De totale kosten hiervoor bedragen dan: 904 planten x € 6,18 per plant = € 5.586,72
Onbekend is of er kosten zijn gemaakt voor huur en het gebruik van elektriciteit. Derhalve zullen deze kosten in deze voorlopige berekening niet mee worden genomen.
Uit de verklaringen kan blijken dat er door acht personen werd geknipt. Tevens werd verklaard dat men als knipper € 12,50 per uur ontving.
1 knipdag x 8 personen x 8 uren x € 12,50 per uur geeft € 800,- aan knipkosten.
De totale kosten bedragen € 650,- + € 5.586,72 + € 800,- = € 7.036,72
Totale kosten: € 7.036,72
Het wederrechtelijk verkregen voordeel bedraagt op basis van het vorenstaande:
Opbrengst € 83.640,-
Kosten € 7.036,72
Wederrechtelijk verkregen voordeel: € 76.603, 28
De rechtbank overweegt als volgt.
Nu de rechtbank het aannemelijk acht dat veroordeelde tezamen met medeveroordeelde [medeveroordeelde] heeft gehandeld, en geen van beiden openheid van zaken geeft omtrent de onderlinge verdeling van de opbrengst, zal zij het totale wederrechtelijk verkregen voordeel ponds-ponds gewijs aan hen toerekenen.
De rechtbank komt aldus tot het oordeel dat de veroordeelde € 38.301,64 voordeel heeft genoten.

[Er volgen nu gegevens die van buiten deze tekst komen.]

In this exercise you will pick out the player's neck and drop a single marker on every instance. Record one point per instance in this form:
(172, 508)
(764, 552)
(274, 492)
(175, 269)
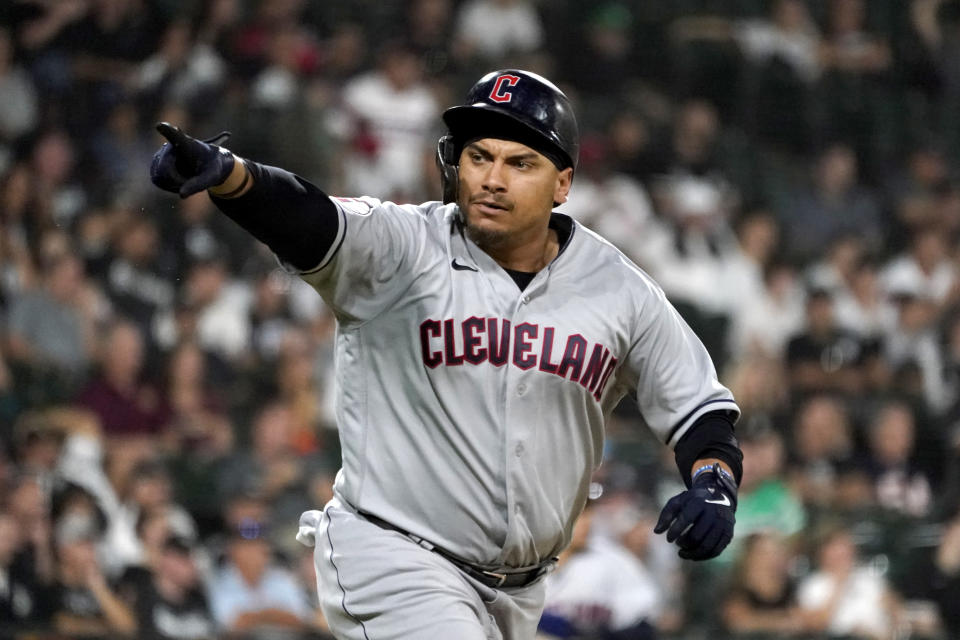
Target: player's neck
(529, 256)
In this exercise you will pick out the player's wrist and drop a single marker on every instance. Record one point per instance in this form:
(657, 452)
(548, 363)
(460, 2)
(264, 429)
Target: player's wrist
(237, 183)
(709, 467)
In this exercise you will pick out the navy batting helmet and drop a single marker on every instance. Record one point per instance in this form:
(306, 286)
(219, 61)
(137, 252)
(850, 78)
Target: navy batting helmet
(515, 105)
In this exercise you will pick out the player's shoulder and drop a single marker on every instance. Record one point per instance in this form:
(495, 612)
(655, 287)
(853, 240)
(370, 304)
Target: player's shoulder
(596, 254)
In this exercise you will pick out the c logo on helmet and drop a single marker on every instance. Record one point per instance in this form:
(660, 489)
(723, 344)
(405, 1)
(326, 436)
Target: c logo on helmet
(500, 92)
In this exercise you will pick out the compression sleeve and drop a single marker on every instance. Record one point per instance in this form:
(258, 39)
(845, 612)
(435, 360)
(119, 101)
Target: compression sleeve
(711, 436)
(290, 215)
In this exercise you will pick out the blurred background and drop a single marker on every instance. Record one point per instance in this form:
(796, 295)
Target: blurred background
(788, 170)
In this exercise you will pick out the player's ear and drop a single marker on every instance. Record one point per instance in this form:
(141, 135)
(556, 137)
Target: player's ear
(562, 188)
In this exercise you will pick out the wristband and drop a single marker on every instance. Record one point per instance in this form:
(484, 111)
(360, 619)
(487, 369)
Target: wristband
(238, 190)
(708, 467)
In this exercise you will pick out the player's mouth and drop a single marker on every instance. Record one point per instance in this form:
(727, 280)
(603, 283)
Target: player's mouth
(490, 206)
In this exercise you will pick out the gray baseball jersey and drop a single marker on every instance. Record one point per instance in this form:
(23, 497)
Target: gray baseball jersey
(471, 413)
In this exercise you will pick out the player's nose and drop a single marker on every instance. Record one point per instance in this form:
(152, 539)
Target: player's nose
(494, 178)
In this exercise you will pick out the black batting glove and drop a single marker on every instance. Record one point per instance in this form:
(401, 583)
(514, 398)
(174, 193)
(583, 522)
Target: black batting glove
(700, 520)
(186, 166)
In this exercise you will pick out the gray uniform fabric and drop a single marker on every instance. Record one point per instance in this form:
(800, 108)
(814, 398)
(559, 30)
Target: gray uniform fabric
(404, 591)
(471, 413)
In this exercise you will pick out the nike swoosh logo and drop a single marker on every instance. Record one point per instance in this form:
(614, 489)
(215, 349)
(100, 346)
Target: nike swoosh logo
(461, 267)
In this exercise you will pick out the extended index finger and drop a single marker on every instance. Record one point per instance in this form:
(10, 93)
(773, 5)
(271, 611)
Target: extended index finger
(172, 133)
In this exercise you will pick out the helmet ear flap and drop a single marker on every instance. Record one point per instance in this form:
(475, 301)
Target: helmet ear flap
(449, 171)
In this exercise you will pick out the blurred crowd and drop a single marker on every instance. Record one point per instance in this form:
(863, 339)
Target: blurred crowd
(788, 170)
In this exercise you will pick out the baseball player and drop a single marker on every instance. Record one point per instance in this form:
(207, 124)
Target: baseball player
(481, 341)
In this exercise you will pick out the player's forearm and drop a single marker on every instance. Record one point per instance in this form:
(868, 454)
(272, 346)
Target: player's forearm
(290, 215)
(710, 439)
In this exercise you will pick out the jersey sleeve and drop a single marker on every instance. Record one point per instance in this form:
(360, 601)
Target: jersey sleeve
(373, 260)
(674, 377)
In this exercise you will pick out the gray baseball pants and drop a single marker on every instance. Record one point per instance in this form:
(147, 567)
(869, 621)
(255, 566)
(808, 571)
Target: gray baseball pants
(376, 584)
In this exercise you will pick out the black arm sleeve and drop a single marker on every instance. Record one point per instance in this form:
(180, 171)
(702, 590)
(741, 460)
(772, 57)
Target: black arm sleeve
(294, 218)
(711, 436)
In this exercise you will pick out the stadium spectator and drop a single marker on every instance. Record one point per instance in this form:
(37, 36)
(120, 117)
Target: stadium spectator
(834, 205)
(386, 116)
(126, 404)
(821, 467)
(600, 589)
(19, 596)
(250, 591)
(768, 504)
(762, 595)
(50, 334)
(845, 597)
(824, 357)
(169, 603)
(946, 575)
(899, 485)
(491, 30)
(81, 603)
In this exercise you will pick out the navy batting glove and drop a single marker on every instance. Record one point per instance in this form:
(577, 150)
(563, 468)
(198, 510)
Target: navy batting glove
(186, 165)
(701, 518)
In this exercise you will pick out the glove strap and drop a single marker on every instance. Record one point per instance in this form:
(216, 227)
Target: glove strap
(708, 467)
(235, 192)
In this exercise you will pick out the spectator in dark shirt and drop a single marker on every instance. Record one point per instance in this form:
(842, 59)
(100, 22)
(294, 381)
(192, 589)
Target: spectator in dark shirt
(946, 576)
(81, 602)
(18, 587)
(824, 357)
(762, 595)
(170, 604)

Toepassing van de wetsartikelen

De rechtbank heeft gelet op artikel 36e van het Wetboek van Strafrecht.

Beslissing

Stelt het bedrag waarop het wederrechtelijk verkregen voordeel wordt geschat vast op € 38.301,64.
Legt [veroordeelde] voornoemd de verplichting op tot betaling van een geldbedrag van € 38.301,64 (zegge: achtendertigduizend driehonderdeneen euro en vierenzestig eurocent) aan de staat ter ontneming van het wederrechtelijk verkregen voordeel.
Deze uitspraak is gegeven door mr. O.J. Bosker, voorzitter, mr. M.J.B. Holsink en mr. M.W.B. Venema, rechters, bijgestaan door mr. L.S. Gosselaar, griffier, en uitgesproken ter openbare terechtzitting op 17 september 2018.